Nancy, Stu and I surrounded a small coffee table and discussed Stuey’s new behavior.
"There are two things you must do. The first is very difficult, but crucial. When Stuey engages in self-injurious behavior, you cannot react. Don’t touch him, don’t say anything. Your reaction will reinforce the behavior and it will worsen. If you ignore it, it will increase at first, but then it will stop."
"How can we ignore it? I can’t watch him hurt himself."
"He’s not going to hurt himself. When he hit his head on the table last night, did it leave a mark?"
"Stuey’s never been aggressive. He doesn’t want to hurt himself, he’s just acting on frustration. He didn’t understand when you told him to wait until tomorrow," Nancy explained.
"I wish there was a way we could teach Stuey the meaning of ‘wait.’" He’s never understood the concept," Stu interjected.
"There is a way. The second thing you’re going to do is set up a picture schedule at home. We’ll create pictures of everything in his day, and his week, so he can see what’s coming next. If he can’t have cookies at bedtime, he’ll see on the schedule he can have cookies with lunch tomorrow."
With endless meetings and midnight emails we created picture boards of everything in Stuey’s world. Nancy coached us through preparing, presenting and explaining the picture system to Stuey.
As I cooked dinner I heard the thud. Stuey was hitting his head on the kitchen table, unwilling to wait for the chicken roasting in the oven. I lunged toward him. I wanted to grab him, kiss him, beg him not to hurt himself, but Nancy’s words resounded. I spun around, pulling in my hands to cover my face, praying for the end of this daymare.
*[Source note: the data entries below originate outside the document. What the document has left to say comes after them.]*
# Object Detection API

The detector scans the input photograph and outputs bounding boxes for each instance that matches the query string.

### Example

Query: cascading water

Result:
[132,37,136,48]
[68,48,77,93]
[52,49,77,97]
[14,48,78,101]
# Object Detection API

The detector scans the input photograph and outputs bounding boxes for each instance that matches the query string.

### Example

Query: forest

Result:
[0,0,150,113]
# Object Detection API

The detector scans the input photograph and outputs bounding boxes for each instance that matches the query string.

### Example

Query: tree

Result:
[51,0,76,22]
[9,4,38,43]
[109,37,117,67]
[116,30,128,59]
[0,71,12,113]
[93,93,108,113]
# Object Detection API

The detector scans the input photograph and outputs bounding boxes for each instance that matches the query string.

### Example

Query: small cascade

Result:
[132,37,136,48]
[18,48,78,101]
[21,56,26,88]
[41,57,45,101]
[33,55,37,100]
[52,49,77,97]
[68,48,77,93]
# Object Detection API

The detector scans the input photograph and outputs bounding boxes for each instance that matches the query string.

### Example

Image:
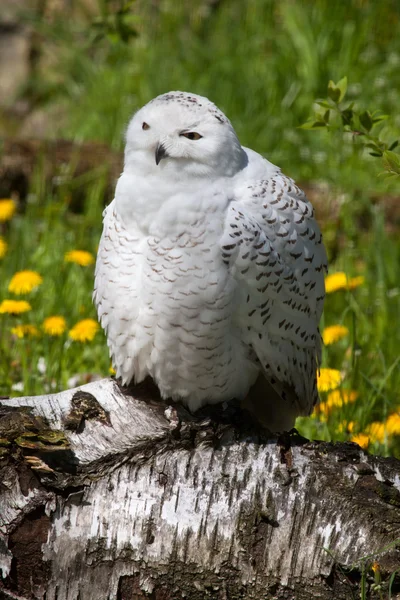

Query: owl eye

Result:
[180,131,203,140]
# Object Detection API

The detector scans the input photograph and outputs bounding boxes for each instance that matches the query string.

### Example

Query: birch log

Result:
[0,379,400,600]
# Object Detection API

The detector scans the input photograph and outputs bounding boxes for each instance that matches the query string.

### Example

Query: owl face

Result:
[125,92,246,178]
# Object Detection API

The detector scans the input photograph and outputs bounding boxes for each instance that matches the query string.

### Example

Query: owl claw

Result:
[164,406,181,431]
I waited until he stopped and placed his picture board on the table, pointing to a puzzle and to a picture of chicken dinner, explaining what he had to do. He walked to the basement. I heard the puzzle pieces scatter across his desk.
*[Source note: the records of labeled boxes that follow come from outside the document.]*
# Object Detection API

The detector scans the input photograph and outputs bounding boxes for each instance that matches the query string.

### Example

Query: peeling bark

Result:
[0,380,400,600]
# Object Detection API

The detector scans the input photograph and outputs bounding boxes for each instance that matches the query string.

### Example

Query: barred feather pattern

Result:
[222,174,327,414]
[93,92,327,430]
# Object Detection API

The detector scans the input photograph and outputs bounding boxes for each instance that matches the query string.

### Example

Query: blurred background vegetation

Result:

I sat on his warm seat at the kitchen table, leaned forward, and hit my head three times on the yellow oak, careful to use the same force as my son. Nancy was right. It stung, but left no mark.
After dinner I checked my emails.
"Didn’t hear from you today. How is Stuey?"
I responded and related Stuey’s behavior, but not mine.
"Good work. I know this is hard, but it will get better. I want you to write me every day until the behavior is extinguished."
I woke to the sound of birds frolicking in the rising April sun. I tiptoed downstairs, turned on the burner and the computer.
Today marks three weeks since Stuey engaged in self-injurious behavior…"
"Terri – Wonderful. No longer a need to write every day. I’m here if you need me. Let me know right away if the behavior returns."
The bottom right corner of the computer blinked 6:15 am.